Bebi memasang senyum lebar ala-ala unta nyengir sambil menjiwai ekspresi mutados - muka tanpa dosa. "Ye maap. Kirain situ udah kewong. Biasanya kan cowok seumuran lo emang udah punya buntut."
"Makanya kalo ngomong jangan sembarangan. Kamu harus tanggungjawab."
"Hah? Tanggungjawab? Tanggung jawab apaan sih? Kan gue juga udah minta maaf. Ah yaudahlah!
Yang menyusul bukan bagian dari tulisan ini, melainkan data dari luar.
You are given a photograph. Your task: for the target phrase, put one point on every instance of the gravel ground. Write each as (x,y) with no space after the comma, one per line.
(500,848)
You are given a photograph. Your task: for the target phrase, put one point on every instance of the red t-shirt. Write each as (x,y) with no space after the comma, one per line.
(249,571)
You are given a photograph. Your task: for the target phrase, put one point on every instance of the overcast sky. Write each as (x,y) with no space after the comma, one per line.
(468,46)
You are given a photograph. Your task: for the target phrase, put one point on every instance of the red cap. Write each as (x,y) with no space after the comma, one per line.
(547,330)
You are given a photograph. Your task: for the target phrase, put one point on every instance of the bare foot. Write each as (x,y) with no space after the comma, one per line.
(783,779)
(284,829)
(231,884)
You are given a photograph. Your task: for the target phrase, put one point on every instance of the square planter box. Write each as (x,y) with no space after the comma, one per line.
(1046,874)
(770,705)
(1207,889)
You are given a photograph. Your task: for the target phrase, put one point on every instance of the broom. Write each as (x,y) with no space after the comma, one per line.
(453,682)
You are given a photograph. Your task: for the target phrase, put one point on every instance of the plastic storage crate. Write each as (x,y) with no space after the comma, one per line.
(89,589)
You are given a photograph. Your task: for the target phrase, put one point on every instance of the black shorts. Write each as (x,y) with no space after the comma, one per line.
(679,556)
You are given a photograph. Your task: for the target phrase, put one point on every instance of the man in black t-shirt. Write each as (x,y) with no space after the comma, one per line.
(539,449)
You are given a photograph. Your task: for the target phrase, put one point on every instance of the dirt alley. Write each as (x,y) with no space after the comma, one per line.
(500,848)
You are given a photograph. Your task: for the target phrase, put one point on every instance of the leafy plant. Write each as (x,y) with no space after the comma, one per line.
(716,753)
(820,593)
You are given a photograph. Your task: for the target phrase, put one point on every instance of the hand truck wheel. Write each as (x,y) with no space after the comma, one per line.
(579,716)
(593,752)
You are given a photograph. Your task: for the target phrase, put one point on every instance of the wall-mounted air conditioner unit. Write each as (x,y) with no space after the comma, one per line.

Gue pulang duluan ya, Al."
"Lo mau pulang kemana?"
"Ya ke rumah lah."
"Rumah ato kost an?"
Bebi menghela nafas jengkel. Seumur-umur baru kali ini dia punya bos yang BT - banyak tanya! Udah seperti emak-emak yang bolak-balik nanya harga cabai.
"Lo bawel deh ah. Lo jangan pulang malem-malem. Jaga kesehatan. Besok kita ada rapat penting soalnya." Bebi beranjak pergi lalu menutup pintu ruangan Albercio dengan pelan, padahal tanpa cewek itu sadari, Albercio terus memandanginya lekat-lekat sampe dirinya bener-bener menghilang dari balik pintu.